The square- inside the revolution
Jehane Noujaim
Egitto, Usa 2013
durata, 108'
Dopo aver riscosso successo al Sundance Festival e a
Toronto, è approddato nelle anche nelle sale italiane The square- into the
revolution, negli stessi giorni in cui concorre per l'Oscar. Il documentario
racconta gli ultimi tre anni di rivolte in Egitto, quelle cominciate nel 2011
con i 18 giorni di occupazione di piazza Tahrir che portarono alle dimissioni
di Mubarak e poi alla destuituzione del regime militare di Morsi. La regista
Jehane Noujaim segue gli eventi nel loro farsi, racconta i fatti prima che
diventino storia, con il distacco della cronista e la partecipazione di chi ha
vissuto piazza Tahrir come fosse l'ombelico del mondo. La macchina in presa
diretta sempre puntata sulla piazza, rende perfettamente questi due diversi,
forse opposti punti di vista che sembrano completarsi e arricchirsi
vicendevolmente. Così duplice è l'effetto suscitato nello spettatore che pur
avendo l'impressione di assistere ad un telegiornale si sente inspiegabilmente
e inevitabilmente coinvolto negli eventi che vede scorrer davanti a sé, quasi
ne fosse partecipe. Il documentario non porta solo “inside the revolution” ma invita a prendervi parte, a sentire quella lotta
per la democrazia come propria, come improvvisamente urgente e necessaria.
A
moltiplicare un tale effetto di coinvolgimento contribuisce non poco la scelta
di affidare la narrazione a chi è protagonista della rivolta. Non un solo
protagonista (anche se il filo conduttore sembra tenuto da Ahmed Hassan) ma più
co-protagonisti chiamati a rappresentare le diverse anime della rivoluzione.
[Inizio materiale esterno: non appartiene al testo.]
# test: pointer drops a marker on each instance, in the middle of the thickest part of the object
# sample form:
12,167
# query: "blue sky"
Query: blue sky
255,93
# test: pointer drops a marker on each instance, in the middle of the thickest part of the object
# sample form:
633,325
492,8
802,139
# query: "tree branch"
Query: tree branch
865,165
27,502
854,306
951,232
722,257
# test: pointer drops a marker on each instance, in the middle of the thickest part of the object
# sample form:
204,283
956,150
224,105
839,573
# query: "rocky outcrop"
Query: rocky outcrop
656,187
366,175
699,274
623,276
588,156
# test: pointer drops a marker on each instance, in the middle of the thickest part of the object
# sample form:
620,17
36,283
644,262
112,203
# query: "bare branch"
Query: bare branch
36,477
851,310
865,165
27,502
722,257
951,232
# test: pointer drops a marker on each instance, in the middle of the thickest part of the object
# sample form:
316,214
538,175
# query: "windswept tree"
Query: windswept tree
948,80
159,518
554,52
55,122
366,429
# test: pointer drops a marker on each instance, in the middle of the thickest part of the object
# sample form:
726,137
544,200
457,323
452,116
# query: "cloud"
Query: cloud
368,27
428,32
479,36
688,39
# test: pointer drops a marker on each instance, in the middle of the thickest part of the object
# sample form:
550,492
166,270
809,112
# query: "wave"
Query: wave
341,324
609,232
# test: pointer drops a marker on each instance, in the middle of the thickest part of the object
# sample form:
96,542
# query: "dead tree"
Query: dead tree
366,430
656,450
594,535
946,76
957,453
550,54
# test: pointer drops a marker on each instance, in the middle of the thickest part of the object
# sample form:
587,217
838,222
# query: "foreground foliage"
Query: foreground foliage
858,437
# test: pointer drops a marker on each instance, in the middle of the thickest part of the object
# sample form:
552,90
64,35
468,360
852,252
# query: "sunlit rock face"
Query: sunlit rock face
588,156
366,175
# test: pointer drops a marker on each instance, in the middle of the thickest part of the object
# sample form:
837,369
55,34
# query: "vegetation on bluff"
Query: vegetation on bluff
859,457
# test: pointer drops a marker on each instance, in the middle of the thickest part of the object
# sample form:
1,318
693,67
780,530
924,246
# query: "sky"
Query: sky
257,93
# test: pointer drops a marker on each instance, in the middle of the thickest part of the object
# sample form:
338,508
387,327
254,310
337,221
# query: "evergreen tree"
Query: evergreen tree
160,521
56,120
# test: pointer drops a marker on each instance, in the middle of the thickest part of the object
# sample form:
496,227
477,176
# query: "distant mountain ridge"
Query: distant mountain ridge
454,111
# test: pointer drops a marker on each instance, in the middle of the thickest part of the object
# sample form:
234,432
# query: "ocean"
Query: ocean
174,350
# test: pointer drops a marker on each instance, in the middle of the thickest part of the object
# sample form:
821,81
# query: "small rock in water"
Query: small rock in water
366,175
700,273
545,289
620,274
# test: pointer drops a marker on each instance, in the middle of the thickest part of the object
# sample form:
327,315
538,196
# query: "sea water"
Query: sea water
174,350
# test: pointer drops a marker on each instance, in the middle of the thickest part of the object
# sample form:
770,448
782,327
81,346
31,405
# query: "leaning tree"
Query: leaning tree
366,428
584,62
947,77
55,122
Punti di vista diversi, a volte contrastanti ma tutti diretti verso un'unica
meta, la democrazia: quello di cui ha bisogno l'Egitto non è una nuova guida ma
una nuova coscienza politica. L'obiettivo potrà essere raggiunto soltanto
unendo le tante menti, le centinaia di volti in “una sola mano”, quel tutto che
pur essendo molteplice si fa uno. La telecamera rende perfettamente il
conflitto tra le diverse individualità e la collettività. Si muove continuamente
tra riprese dall'alto che inquadrano la molteplicità e la varietà delle
presenze nella piazza, puntando sull'impressione che produce la quantità, e le
inquadrature sui singoli, l'attenzione sulle loro riflessioni, sui loro volti.
Le une quanto le altre testimoniano la pluralità di questa rivolta, la sua
complessa tragicità. Il punto di vista è nello stesso tempo quello di chi sta
dentro la piazza, animandola e di chi la racconta, la guardandola dall'alto.
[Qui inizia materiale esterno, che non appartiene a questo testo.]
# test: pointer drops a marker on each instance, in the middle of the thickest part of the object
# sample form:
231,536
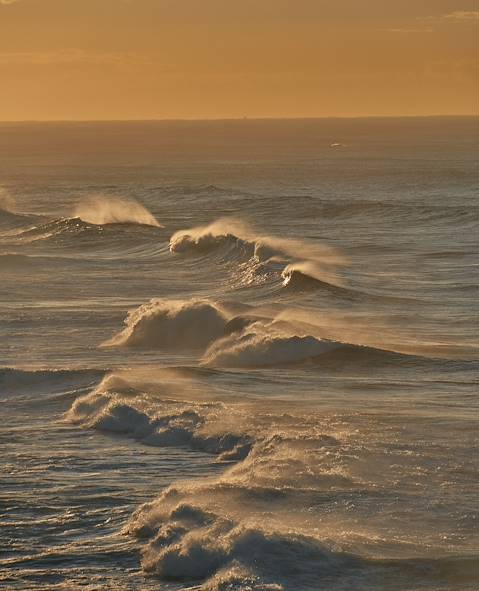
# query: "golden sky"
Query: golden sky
145,59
C'è insieme il coinvolgimento e il distacco. Chi è protagonista degli eventi ne
diviene anche narratore quasi che il partecipare produca come conseguenza
necessaria l'esigenza di raccontare. Ben presto questi giovani comprendono
l'importanza di filmare tutto quello che accade per poi diffonderlo, per farlo
conoscere al mondo. Raccontare diventa un modo per riflettere sugli eventi, per
comprenderli meglio. Così i graffiti, sui quali più volte la macchina si
sofferma, diventano una sintesi icastica di quanto accaduto, un raccordo con
quanto deve ancora accadere, un vero e proprio memento, per non dimenticare.
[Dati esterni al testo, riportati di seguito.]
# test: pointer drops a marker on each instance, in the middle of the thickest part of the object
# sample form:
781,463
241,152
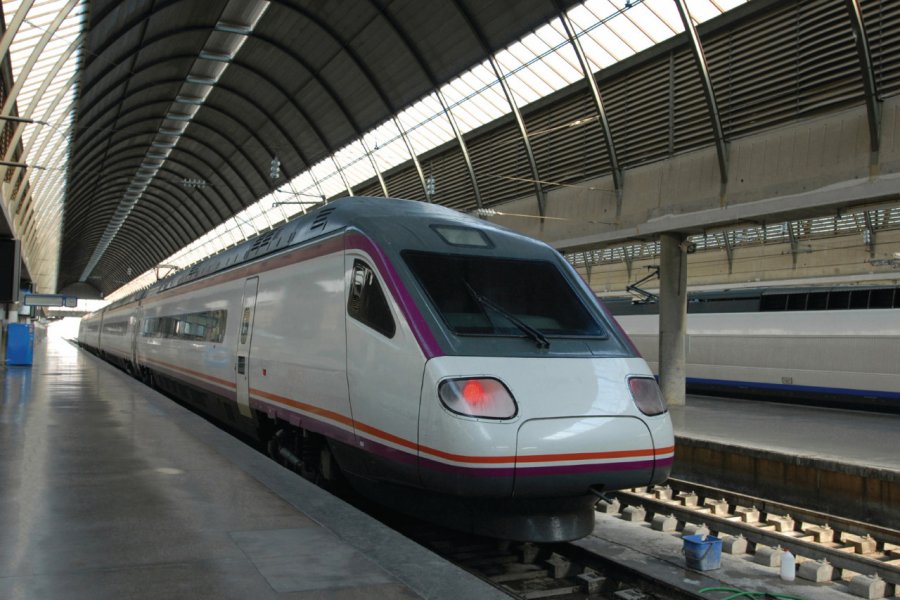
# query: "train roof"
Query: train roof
375,216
Il documentario attraversa la lunga notte in cui sembra
immerso l'Egitto, in attesa di un'alba che quanto più diventa vicina tanto più
sembra allontanarsi per sprofondare poi nuovamente in un buio, ancor più
profondo. L’oscurità del regime militare che segue alla caduta di quello di
Mubarak. Nel corso di questi tre anni la sola vera protagonista rimane Piazza
Tahrir che simile ad una moderna agorà
rappresenta l'unica concreta possibilità di democrazia, l'unico luogo in cui la
speranza diventa realtà.
Nella piazza c'è prima l'entusiasmo, la determinazione, la
volontà di ottenere la democrazia, poi il sangue dei feriti e dei morti di una
guerra crudele perché fratricida; ed ancora il dolore, la disperazione, la
disillusione ma anche la rabbia e la speranza. Ogni centimetro di piazza
conquistato è un centimetro in più di democrazia acquistato dall'Egitto.
Senza mai essere retorico il documentario realizzato da Jehane
Noujaim ha l'urgenza di una cronaca
di guerra, la necessità della verità, la concretezza di una lotta intensa e
condivisibile, quella per la libertà e la democrazia.